Statistical Arbitrage in Financial Markets

Long-Term Capital Management (LTCM) was a hedge fund founded in the early 1990s by former Salomon Brothers trader, John Meriwether and led by two Nobel Prize Laureates, Myron Scholes and Robert C. Merton. At LTCM, their team used complex mathematical models to derive trading profits from leveraged investments until their ultimate collapse in 1998.

Fischer Black, October 1975. Myron S. Scholes, November 1970. (Source)

You may have heard these names before - they are the same Scholes and Merton from the Black-Scholes-Merton model. Their models are still used today by millions of economists and financial professionals primarily to value "options" - a type of financial instrument with value derived from underlying securities (such as stocks). You may encounter options if you work at a startup or trade call or put options on a public exchange.

The story of LTCM is fascinating one and also a cautionary tale for applying mathematics in finance.

Gaining steam

Having a team of some of the most connected and brightest minds in finance meant LTCM was able to easily raise funds on Wall Street. LTCM's founders had stellar reputations and investors were honored to participate. Most were already well versed in their contributions to finance. In a matter of months they were able to raise more than $3 billion and that grew substantially as LTCM outperformed the S&P500 consistently for the first three years.

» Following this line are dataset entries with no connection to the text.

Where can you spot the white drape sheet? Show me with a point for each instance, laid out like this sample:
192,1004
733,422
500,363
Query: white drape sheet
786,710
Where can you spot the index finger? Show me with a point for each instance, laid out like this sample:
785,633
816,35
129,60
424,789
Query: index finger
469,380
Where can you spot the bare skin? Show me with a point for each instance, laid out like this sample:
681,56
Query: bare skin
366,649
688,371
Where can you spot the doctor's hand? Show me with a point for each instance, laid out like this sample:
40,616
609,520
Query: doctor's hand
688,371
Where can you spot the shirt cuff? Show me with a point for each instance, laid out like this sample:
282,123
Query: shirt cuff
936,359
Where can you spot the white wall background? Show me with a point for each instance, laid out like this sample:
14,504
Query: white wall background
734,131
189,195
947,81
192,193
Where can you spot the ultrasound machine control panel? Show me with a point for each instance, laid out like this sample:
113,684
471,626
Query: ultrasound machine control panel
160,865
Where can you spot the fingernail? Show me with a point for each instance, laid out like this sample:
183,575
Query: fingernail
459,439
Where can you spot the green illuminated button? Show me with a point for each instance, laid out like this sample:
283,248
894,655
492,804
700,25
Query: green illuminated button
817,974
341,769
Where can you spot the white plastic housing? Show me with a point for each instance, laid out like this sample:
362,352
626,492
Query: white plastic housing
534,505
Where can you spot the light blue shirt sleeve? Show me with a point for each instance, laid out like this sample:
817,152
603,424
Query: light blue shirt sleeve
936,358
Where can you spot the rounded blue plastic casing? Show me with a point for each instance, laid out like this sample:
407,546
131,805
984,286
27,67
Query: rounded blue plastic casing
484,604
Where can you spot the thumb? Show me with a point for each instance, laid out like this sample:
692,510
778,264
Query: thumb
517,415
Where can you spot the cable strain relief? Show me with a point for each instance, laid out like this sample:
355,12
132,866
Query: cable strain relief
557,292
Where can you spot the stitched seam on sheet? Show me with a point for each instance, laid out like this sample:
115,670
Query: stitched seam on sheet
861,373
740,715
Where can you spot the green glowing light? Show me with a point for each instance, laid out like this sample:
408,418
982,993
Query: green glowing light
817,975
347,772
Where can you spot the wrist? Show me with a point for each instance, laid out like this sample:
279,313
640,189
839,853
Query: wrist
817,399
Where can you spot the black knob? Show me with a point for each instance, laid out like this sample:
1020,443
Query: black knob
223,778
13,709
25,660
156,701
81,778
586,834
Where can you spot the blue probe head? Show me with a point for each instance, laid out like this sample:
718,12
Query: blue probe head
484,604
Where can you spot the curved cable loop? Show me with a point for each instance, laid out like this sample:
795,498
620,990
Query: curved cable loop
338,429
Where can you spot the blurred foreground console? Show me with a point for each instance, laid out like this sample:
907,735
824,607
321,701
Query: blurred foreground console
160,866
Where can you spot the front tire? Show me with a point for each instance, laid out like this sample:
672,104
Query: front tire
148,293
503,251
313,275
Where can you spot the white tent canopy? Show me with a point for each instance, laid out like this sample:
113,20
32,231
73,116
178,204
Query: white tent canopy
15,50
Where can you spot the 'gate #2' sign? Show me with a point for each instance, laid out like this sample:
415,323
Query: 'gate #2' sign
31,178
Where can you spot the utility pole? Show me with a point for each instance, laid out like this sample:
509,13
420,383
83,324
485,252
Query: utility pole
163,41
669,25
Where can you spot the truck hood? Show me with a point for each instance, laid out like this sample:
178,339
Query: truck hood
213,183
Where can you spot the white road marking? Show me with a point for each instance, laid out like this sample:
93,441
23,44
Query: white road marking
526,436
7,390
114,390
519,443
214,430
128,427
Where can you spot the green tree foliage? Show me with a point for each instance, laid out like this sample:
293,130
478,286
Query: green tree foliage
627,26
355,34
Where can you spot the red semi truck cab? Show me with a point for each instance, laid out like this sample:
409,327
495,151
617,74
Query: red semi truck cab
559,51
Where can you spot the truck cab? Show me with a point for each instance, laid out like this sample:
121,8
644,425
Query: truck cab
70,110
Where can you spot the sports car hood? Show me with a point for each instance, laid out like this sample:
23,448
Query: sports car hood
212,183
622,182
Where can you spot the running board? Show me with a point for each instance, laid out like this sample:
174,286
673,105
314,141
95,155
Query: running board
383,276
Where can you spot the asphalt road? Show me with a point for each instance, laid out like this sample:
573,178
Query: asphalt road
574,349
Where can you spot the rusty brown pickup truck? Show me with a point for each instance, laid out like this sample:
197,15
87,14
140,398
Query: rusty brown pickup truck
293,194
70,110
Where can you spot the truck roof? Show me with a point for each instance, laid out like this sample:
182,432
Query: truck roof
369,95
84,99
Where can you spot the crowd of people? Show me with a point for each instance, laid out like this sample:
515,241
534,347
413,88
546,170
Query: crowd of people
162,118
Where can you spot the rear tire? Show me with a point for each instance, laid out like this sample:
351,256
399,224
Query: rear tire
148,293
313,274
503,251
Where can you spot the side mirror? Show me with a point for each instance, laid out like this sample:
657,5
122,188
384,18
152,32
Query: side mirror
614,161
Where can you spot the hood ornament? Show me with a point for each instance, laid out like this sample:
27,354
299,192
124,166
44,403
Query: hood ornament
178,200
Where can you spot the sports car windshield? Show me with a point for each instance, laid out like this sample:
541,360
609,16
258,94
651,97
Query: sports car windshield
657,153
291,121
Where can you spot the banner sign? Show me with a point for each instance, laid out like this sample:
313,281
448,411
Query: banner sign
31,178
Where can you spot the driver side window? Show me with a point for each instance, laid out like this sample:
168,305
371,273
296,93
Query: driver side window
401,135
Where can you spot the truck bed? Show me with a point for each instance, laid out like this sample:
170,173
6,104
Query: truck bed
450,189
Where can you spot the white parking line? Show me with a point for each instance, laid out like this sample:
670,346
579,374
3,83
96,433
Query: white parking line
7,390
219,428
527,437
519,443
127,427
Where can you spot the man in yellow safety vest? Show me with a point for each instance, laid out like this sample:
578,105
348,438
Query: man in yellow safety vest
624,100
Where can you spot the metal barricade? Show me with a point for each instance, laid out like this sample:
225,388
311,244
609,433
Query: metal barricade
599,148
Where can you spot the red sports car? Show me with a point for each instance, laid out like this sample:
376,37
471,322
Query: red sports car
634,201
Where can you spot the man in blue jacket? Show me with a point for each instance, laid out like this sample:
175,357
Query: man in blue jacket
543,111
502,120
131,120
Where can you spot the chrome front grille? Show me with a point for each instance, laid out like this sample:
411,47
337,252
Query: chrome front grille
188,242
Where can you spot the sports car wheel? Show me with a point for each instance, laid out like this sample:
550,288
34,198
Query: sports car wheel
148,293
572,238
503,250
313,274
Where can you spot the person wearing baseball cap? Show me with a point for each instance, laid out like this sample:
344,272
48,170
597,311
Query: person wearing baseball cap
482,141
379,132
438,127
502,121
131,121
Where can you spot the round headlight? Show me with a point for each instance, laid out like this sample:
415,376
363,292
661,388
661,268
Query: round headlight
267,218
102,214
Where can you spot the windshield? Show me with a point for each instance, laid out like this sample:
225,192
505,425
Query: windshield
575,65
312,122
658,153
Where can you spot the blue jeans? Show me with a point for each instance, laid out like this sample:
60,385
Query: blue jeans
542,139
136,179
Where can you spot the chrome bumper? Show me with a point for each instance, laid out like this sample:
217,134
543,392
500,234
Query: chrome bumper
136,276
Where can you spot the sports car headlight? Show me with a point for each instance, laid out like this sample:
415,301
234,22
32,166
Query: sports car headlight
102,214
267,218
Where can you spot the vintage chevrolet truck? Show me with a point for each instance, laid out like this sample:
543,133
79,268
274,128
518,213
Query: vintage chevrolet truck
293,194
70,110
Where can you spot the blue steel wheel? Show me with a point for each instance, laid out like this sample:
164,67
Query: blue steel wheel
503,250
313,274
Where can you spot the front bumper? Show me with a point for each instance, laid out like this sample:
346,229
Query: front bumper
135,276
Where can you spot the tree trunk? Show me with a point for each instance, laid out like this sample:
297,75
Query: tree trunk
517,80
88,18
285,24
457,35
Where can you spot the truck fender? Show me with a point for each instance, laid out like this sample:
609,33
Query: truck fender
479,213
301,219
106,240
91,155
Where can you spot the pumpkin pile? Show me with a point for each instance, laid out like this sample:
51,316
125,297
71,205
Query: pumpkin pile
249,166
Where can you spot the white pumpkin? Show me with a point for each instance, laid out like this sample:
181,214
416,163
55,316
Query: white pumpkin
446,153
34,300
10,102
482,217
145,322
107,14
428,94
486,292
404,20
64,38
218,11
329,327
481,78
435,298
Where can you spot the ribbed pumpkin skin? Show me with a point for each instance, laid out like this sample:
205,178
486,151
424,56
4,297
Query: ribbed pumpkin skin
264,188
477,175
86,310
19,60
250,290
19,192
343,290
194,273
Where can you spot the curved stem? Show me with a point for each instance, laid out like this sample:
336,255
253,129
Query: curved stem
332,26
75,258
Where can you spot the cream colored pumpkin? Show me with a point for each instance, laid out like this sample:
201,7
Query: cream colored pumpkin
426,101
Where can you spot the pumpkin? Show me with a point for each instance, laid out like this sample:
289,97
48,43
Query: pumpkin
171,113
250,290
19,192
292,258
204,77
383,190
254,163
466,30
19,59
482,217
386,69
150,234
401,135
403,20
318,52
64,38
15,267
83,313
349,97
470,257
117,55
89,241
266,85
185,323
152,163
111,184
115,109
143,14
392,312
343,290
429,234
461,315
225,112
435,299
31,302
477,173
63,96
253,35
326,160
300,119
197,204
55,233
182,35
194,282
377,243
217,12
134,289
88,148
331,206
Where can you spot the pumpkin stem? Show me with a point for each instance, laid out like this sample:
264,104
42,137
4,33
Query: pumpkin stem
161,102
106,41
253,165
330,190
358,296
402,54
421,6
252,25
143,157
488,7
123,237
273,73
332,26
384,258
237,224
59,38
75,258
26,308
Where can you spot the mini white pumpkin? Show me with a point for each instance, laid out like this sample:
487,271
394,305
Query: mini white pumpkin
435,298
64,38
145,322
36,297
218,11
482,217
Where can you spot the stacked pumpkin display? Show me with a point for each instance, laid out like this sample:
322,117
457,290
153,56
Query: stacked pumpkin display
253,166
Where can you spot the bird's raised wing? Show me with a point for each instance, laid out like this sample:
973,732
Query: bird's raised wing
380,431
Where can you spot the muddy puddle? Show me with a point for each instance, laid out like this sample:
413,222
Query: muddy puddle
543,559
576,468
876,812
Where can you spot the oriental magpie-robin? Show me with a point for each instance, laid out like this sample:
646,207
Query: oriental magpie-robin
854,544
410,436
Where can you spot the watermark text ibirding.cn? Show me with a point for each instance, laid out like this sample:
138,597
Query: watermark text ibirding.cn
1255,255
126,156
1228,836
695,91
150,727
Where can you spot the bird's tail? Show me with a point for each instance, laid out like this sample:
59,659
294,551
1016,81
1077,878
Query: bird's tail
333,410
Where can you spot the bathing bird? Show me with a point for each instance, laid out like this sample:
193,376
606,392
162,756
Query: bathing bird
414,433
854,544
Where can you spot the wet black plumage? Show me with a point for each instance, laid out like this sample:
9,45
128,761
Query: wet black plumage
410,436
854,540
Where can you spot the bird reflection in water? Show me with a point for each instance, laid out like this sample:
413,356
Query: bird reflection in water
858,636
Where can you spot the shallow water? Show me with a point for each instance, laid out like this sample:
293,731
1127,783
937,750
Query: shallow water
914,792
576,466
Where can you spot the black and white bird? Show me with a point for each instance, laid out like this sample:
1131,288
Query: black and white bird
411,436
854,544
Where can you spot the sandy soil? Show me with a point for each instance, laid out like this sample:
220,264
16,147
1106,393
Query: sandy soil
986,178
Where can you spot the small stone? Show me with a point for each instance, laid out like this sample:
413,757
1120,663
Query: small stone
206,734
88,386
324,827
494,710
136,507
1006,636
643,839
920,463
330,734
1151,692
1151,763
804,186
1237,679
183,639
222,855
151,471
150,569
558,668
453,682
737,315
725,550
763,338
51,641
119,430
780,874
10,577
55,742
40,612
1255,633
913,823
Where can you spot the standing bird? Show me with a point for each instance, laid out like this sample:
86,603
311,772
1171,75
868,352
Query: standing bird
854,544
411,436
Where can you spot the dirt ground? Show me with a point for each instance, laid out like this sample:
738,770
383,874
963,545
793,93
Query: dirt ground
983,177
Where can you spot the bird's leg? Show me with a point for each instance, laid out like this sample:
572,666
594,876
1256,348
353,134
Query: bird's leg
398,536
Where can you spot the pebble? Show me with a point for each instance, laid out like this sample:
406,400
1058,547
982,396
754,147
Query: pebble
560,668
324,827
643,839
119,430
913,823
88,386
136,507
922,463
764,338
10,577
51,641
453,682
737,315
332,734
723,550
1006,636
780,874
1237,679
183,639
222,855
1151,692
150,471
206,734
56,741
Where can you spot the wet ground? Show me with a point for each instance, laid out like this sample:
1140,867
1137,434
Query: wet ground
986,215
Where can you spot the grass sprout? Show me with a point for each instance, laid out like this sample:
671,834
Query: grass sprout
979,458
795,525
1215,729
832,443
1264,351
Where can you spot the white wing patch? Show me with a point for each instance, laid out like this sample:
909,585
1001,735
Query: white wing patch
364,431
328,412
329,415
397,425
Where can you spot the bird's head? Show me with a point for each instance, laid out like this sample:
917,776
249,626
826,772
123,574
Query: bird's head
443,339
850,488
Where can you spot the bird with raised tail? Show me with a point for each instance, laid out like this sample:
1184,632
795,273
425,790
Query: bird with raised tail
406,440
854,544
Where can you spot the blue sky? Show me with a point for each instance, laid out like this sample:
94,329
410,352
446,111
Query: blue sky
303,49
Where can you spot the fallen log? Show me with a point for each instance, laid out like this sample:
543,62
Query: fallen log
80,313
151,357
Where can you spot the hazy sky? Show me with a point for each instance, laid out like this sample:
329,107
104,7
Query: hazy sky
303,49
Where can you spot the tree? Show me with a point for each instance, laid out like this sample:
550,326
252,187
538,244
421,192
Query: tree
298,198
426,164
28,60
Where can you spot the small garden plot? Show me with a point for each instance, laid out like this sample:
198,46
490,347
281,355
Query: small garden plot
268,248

Much of LTCM's capital was composed of funds from the same financial professionals with whom it traded.

Working out of an office in Greenwich, Connecticut, LTCM kept their strategies secret. Investors paid $10 million or more to get into the fund. They were not permitted to take the money out for three years or inquire about LTCM investing strategies.

Most of LTCM's investment strategies were based upon hedging against a predictable range of volatility in foreign currencies and bonds. Due to the small spread in arbitrage opportunities, LTCM had to leverage itself highly to make money. At their peak, LTCM had more than $100 billion under management with leveraged investments rumored to be more than $1 trillion.

The Collapse and Bailout

In August of 1998, Russia's declining productivity, high fiscal deficit and unfavorable exchange rates reached a critical point. As a result, the Russian government and the Russian Central Bank devalued their currency and defaulted on its debt. This event and the effects that rippled across financial markets worldwide were well beyond the normal range that LTCM had estimated. LTCM's investments started to crumble.

Bernie Sanders during the LTCM bailout hearing (Source)

In 1998, The Federal Reserve Bank of New York organized a bailout of just over $3.5 billion by major creditors to avoid a wider collapse in the financial markets. Since so many banks and pension funds had invested in LTCM, its problems threatened to push most of them to near bankruptcy.

The demise of LTCM was highly publicized and subsequently analyzed in detail. During bailout hearings, LTCM was criticized for reckless behavior which amounted to the equivalent of gambling. A small group of people's investments threatened global economic stability.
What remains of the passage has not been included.